Montag, 18. Mai 2015

132 Survival Of The Fittest


Das Zerreißen des schlecht perforierten Papiers hat einen kurzen Stich in Kopf ausgelöst. Ich höre ein Tageskind weinen. Eher vor Zorn als vor Schmerz. Wenn ich es richtig deute. Die Katze tretelt auf meiner Decke und hält Abstand dabei. Loslassen. Es geht immer ums Loslassen. Ich lasse das Schreiben jetzt los und beginne zu lesen. Und dann beginne ich einzuschlafen.

Komuskra Dengli schläft gerade ein. Da reißt ihn ein Gedanke hoch: „Diese beschissene Kriegsgeneration! Weil sie survivt haben, glaubten sie, sie wären the fittest. Uns warfen sie vor, daß wir keinen Krieg überlebt haben. Dieses Selbstmitleid, auch wenn es stumm ist. Wir sollten merken, wie toll und arm sie sind. Toll waren sie, vom Bösen besessen; und arm auch. An Mitgefühl. An Selbsterkenntnis. An innerem Reichtum. Wir sind ihre Söhne, mit ihrem Samen gezeugt, in den Schößen enttäuschter Weiber, die sie vorher noch bewundert hatten. Als sie noch marschiert sind.
Wir müssen das Erbe verwalten. Es sitzt in unseren verdrehten Genen, sprachlos, kalt, stumm, geschwätzig, verlogen. Launige, falsche Wärme. Falsches, leeres Pathos. Anzügliche Scherze und schlechte Witze. Das ist kein Erbe, das nährt. Verweigern können wir es auch nicht. Zumindest nicht leicht. Unsere Gene zertrümmert vom Krieg. Ach, lassen wir es gut sein!“

Eine Katze klettert Komuskra Dengli auf die Brust. Er kann nicht mehr schreiben.
Er geht hinunter und holt sich einen Topf aus dem Geschirrspüler, weil er Reis kochen will. Da fährt ihm ein Schmerz in das Kreuz, daß er sich kaum noch aufrichten kann. Jetzt hat er Angst bekommen. Er gibt sein Fasten auf. Hoffentlich schafft er es morgen zum Arzt.

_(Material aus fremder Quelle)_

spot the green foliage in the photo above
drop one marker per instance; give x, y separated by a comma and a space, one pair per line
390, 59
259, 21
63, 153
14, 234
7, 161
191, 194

Ich habe mich im Wartezimmer unter den Bildschirm gesetzt. So muß ich ihn nicht anstarren. Ich mag keine Ordinationen. Das Kreuz tut weh. Warum schon wieder? Verzagtheit breitet sich aus. Sie gilt nicht. Was hat mich aus der Bahn geworfen? Was hilft mir die Revolution in der Schmerzmedizin, die am Plakat stattfindet? Ich glaube davon kein Wort. Ich glaube an das alles nicht. Handys sind abzudrehen. Ich mache es. Mich krümmt es zusammen. Es gongt dezent. Auch eine Energiematte gibt es auf der Pinnwand, aber meine Energie ist matt. Jetzt impfen gegen die Zecken! Niemals! Kommt nicht in Frage.

Ein Joker wird auch versprochen, von einem seriös dreinschauenden Arschloch. Ich glaube, mich frißt der Haß. Ist das der Grund für den Kreuzschmerz? Die Wut gestern beim Einschlafen? Die im Halbtraum hochgestiegen ist? Daß ich sie fürs Ego eingesetzt habe? Daß ich eine Generation verurteilt habe – was mir nicht zusteht? Der Wasserspender surrt. Alles surrt, surrt, surrt, auch der Bildschirm hinten über mir, die Wut in mir.

Die Frau trägt eine rote Hose; ich will nicht wissen, was das heißt. Der Mann im blauen Pullover blickt unsicher-wichtig umher. Er hat seinen Platz gefunden. Ich schaue die rote Frau an, ihre Füße sind ganz zart. Ein junger Mann mit Haube, der redet mit der Arzthelferin. „Ausgebrannt?“ fragt die Pinnwand, ich höre jetzt auf zu schreiben.